Coming down from the high horse

“But, it’s what you blog and tweet about most.  She probably felt like you were getting on your high horse.”

The funny thing about being a blogger is that I forget people are reading sometimes.  Not that I forget that I’m sharing publicly or anything, I just forget that people are putting pieces together on the outside that I can’t see because I’m too inside my own thoughts and feelings and experiences.

My friend is right though, I do write about the same themes a lot – community, friendship, the Church, singleness.  I think that happens to most writers.  You find a passion and you sink your teeth into it and the words just kind of appear, because it’s what you’re thinking about all of the time, and often all that you’re thinking doesn’t make sense until you sit down and put the words on paper.

But, the reality is also that I write about what’s close to my heart.  I write about my friends because I love them, and they’re tangible examples of God’s love, and I think everybody should have those kinds of people in their lives.  I write about church because, as much as it frustrates me sometimes, I love the Church, and I think we can do better by each other than we are right now.  I write about community because, I think, that’s where friendship and church blur together to create the place I’m living right now, and I love this place.  And I write about being single probably because it’s my biggest point of wounding right now.  I write about being single not because I love my singleness, although most days I do, but because I’ve been made to feel small in my community because I’m single, and I don’t think people meant that to happen, and I hope that by writing about it we can start to talk about how we can love each other better, regardless of ring status.

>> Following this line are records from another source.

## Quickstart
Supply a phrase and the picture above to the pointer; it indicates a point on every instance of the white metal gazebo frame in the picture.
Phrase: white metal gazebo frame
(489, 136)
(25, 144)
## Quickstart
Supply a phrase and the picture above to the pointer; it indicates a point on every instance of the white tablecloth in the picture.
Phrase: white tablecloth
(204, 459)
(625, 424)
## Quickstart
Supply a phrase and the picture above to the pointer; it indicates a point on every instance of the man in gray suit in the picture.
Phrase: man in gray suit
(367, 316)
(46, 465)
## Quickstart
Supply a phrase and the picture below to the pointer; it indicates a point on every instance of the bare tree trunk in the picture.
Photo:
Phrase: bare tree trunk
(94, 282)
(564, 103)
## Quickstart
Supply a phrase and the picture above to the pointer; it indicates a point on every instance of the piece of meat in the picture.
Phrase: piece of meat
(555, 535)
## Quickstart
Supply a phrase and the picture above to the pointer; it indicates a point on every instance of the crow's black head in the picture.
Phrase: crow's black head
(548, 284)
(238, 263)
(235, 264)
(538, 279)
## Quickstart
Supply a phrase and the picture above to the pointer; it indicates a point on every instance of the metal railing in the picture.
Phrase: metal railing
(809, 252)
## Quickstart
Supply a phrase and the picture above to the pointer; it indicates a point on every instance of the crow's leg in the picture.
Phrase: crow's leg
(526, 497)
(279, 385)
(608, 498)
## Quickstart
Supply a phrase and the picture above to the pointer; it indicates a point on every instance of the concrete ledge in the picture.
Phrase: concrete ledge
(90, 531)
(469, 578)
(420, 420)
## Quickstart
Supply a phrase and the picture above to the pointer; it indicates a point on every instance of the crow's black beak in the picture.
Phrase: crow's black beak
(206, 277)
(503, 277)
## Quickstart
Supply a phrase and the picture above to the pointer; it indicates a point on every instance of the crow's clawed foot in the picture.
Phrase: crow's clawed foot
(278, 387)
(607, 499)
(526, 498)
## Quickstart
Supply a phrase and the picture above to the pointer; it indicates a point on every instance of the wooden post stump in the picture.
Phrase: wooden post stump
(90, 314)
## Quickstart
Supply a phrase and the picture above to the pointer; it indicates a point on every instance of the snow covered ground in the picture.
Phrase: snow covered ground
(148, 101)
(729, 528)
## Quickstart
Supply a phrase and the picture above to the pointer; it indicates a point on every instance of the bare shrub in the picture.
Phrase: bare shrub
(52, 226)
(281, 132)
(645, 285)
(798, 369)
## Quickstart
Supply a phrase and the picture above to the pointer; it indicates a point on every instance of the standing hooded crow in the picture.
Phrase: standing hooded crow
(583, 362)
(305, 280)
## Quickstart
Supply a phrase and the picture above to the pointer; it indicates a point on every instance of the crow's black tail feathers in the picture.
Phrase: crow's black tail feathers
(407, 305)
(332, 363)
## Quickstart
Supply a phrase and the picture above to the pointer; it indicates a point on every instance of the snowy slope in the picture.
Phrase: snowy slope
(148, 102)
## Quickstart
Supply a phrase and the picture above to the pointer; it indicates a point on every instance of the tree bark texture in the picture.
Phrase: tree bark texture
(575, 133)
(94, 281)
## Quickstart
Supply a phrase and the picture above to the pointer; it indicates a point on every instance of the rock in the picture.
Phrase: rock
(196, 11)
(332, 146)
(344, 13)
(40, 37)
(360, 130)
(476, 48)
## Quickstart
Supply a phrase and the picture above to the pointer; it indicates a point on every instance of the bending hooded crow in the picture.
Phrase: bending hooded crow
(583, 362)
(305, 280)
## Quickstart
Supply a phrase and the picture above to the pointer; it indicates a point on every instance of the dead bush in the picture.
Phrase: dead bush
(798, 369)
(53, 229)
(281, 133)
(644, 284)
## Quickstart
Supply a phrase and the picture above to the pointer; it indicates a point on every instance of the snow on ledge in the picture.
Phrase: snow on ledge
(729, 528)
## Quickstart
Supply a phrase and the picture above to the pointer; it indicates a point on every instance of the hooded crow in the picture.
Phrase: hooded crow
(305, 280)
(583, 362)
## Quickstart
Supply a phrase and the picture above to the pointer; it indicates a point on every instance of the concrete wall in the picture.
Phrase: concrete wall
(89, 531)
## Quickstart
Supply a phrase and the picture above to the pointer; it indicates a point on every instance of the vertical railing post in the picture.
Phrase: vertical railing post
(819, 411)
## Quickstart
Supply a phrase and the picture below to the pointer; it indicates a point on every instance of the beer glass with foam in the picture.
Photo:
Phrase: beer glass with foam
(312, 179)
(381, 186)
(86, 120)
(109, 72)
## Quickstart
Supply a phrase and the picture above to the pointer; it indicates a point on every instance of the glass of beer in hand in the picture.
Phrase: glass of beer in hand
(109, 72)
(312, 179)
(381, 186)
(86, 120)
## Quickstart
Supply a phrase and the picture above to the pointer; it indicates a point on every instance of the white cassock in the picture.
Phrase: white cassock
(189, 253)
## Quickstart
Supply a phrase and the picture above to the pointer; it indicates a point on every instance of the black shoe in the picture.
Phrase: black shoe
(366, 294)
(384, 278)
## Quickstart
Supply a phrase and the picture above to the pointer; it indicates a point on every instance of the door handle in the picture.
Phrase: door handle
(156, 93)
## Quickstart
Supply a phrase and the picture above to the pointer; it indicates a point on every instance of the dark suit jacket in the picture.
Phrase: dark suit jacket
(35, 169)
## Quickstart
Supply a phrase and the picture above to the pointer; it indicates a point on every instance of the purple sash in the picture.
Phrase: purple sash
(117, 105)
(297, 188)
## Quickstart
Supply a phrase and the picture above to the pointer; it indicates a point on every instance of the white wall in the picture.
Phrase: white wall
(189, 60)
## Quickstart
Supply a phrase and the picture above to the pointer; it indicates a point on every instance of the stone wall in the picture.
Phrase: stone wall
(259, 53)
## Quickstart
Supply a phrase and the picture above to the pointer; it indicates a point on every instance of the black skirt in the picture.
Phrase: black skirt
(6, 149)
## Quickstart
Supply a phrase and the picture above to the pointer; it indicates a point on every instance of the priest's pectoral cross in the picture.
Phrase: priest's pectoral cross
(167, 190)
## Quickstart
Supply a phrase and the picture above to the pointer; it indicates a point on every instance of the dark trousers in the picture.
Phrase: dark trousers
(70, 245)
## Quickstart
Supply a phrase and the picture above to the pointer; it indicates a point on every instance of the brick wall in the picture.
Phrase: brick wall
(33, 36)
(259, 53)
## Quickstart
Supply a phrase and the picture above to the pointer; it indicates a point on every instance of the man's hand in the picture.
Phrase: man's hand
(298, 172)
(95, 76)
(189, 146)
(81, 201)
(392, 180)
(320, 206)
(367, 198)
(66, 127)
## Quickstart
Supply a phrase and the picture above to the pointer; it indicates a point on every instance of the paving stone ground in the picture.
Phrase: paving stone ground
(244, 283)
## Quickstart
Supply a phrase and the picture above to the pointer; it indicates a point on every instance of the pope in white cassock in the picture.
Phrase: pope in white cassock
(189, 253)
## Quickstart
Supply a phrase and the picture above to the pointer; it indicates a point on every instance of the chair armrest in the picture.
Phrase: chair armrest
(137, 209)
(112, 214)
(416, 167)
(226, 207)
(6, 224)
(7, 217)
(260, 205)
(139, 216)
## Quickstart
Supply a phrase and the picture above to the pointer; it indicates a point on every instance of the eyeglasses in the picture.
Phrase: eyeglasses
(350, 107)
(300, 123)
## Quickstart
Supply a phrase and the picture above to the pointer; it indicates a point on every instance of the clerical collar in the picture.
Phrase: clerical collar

I don’t ever want to sound like I’m getting on my high horse, but I suppose when you’re a blogger, writer, speaker, or any kind of someone who puts their thoughts out there in a way for a people to interact with, you’re going to have high horse moments.   We’re going to have those things that so drive us  to communicate that we’re going to not always get the tone right, or we’re going to be too pointed, or…I don’t know…something.  We’re just not always going to get it right.  For this, I am terribly sorry.

But, I think that’s why we writers and communicators value so desperately the honest feedback of the people who are reading and listening.   Please don’t stop. You are sharpening our thoughts, and challenging us, and making us better people and better writers.  And I promise to listen, and interact with what you’re offering, and come down from my high horse. Or at least, I’ll try.

And I suppose really what I’m asking for is a little more grace between us, a little more space for understanding, a little more hope that we can figure out a way to love each other better.